Его власть над своими детьми была беспредельной, решения не подлежали обсуждению. А вот внуки и внучки заплетали его бороду в косички, а в уши засовывали фасоль.
Нередко – и всегда очень серьезно – рассказывал он мне о своем ремесле, или, точнее, о своем искусстве, потому как был настоящим мастером кладки камня.
Дед был весьма невысокого мнения о каменщиках-строителях. «Мы, настоящие мастера, – говаривал он, – кладем стены из обтесанных камней, которые очень плотно подгоняем друг к другу и крепим лишь с помощью шипов, вставленных в пазы, врубок и лапок… Конечно, и нам приходится заливать щели свинцом, чтобы камни не расходились, но все это тщательно скрыто и совершенно незаметно!
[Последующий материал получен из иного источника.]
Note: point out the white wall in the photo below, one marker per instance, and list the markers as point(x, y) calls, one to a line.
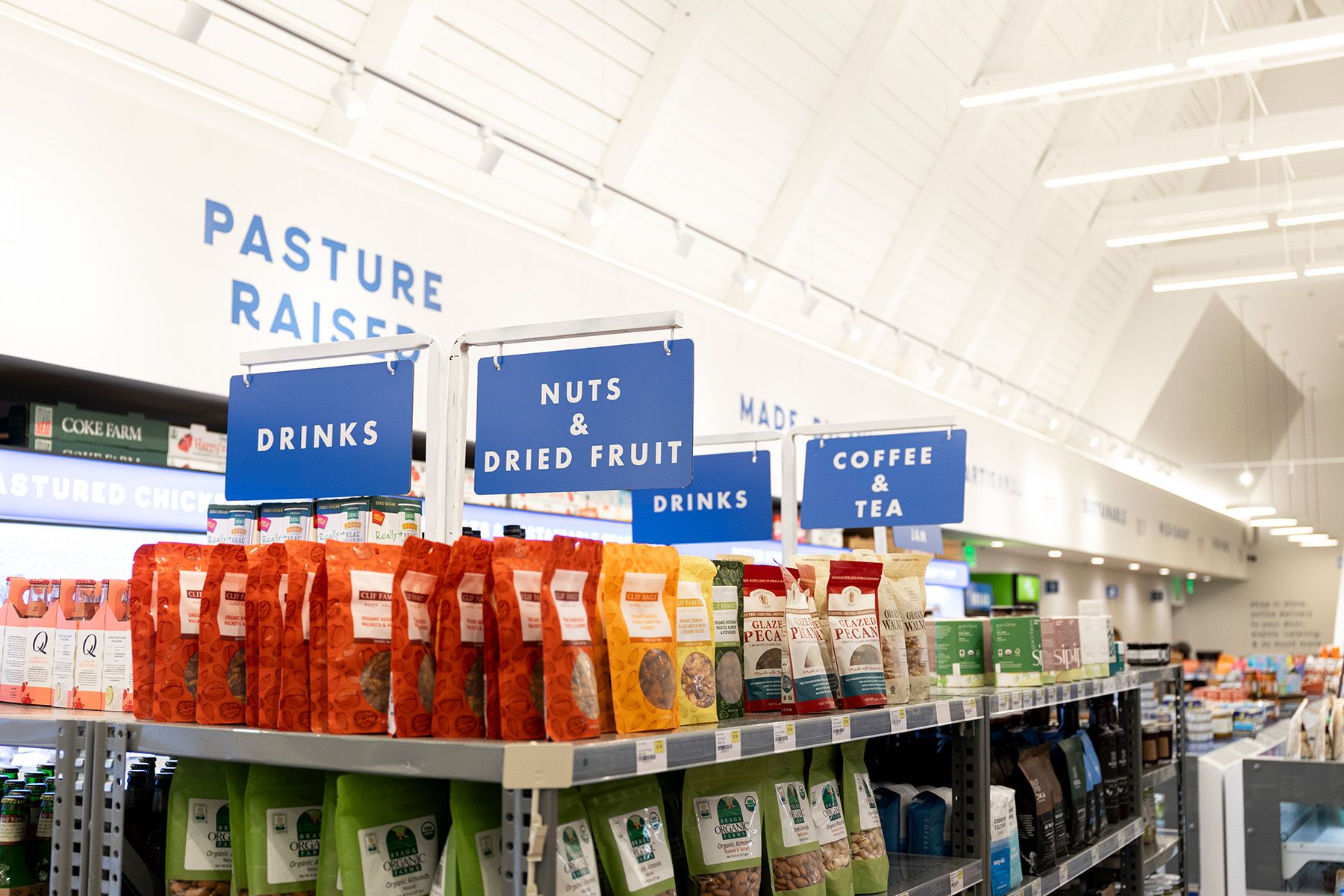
point(1288, 605)
point(1135, 615)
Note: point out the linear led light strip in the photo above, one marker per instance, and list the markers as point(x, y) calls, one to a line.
point(1210, 281)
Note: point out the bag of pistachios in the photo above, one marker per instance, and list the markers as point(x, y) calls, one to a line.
point(867, 848)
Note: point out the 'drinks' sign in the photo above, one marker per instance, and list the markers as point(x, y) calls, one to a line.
point(907, 479)
point(615, 417)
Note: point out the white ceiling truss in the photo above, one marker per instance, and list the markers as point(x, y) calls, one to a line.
point(826, 141)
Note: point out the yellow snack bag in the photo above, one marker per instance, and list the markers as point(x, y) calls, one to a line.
point(697, 689)
point(638, 603)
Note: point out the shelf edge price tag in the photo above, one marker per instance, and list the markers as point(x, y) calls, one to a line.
point(727, 744)
point(651, 754)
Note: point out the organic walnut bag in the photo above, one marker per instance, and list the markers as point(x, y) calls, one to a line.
point(695, 641)
point(463, 600)
point(569, 613)
point(305, 573)
point(359, 635)
point(181, 576)
point(517, 566)
point(414, 594)
point(223, 664)
point(199, 856)
point(638, 603)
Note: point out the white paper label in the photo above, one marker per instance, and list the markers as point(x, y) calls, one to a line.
point(371, 606)
point(208, 841)
point(398, 859)
point(641, 606)
point(567, 593)
point(293, 836)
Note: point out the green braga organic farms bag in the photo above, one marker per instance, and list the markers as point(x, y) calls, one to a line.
point(828, 815)
point(476, 835)
point(867, 848)
point(791, 839)
point(629, 829)
point(721, 828)
point(284, 829)
point(199, 844)
point(389, 835)
point(235, 774)
point(329, 862)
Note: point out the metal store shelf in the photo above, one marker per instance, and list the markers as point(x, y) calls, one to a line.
point(932, 875)
point(1078, 862)
point(1166, 849)
point(1160, 774)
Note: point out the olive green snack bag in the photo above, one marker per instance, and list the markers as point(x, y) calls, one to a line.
point(576, 859)
point(389, 835)
point(632, 837)
point(284, 829)
point(796, 864)
point(721, 828)
point(476, 830)
point(828, 815)
point(199, 842)
point(329, 862)
point(727, 638)
point(867, 848)
point(235, 774)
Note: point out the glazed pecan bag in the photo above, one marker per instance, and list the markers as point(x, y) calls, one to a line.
point(222, 694)
point(638, 603)
point(414, 590)
point(460, 641)
point(517, 566)
point(305, 573)
point(144, 588)
point(268, 581)
point(181, 576)
point(359, 635)
point(569, 613)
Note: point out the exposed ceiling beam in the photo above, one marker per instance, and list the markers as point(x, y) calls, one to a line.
point(886, 26)
point(930, 207)
point(391, 37)
point(655, 101)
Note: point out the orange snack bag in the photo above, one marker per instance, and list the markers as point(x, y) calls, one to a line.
point(304, 574)
point(638, 603)
point(414, 595)
point(517, 613)
point(463, 602)
point(359, 635)
point(569, 615)
point(222, 692)
point(144, 586)
point(268, 582)
point(181, 578)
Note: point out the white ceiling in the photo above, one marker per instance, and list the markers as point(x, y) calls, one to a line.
point(824, 137)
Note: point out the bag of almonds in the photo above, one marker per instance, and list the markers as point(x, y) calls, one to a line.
point(867, 848)
point(721, 828)
point(794, 860)
point(828, 815)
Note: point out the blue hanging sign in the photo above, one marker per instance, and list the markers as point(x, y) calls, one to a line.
point(327, 432)
point(906, 479)
point(615, 417)
point(729, 500)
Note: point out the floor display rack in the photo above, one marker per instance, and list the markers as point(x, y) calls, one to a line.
point(92, 761)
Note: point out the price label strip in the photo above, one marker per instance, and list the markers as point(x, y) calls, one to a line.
point(651, 754)
point(727, 744)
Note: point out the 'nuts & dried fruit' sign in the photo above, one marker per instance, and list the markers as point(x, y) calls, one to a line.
point(613, 417)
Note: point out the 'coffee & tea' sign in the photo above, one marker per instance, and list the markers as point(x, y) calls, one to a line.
point(907, 479)
point(613, 417)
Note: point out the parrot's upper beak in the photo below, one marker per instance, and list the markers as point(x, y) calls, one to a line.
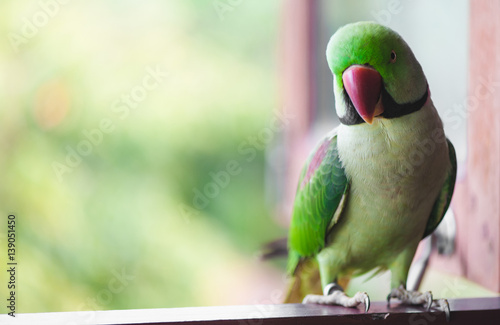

А нынешние каменщики-строители берут камни, как они есть, не обтесывая, прилаживают как попало, а щели заливают раствором… Каменщик-строитель – тот же губитель камня: он прячет его, не умея обтесать как следует».
Как только у деда выдавался свободный день – что бывало раз пять или шесть в году, – он вывозил всю семью пообедать на травке в пятидесяти метрах от Пон-дю-Гар[3].
Пока бабушка готовила еду, а дети барахтались в реке, дед поднимался на мост, что-то измерял, рассматривал стыки, делал какие-то чертежи в разрезе, гладил камни. После еды он садился на траву напротив многовекового памятника – за ним полукругом располагалась вся семья – и до вечера созерцал его.
Вот почему даже тридцать лет спустя его сыновья и дочери при одном упоминании о Пондю-Гар закатывали глаза и испускали глубокие вздохи.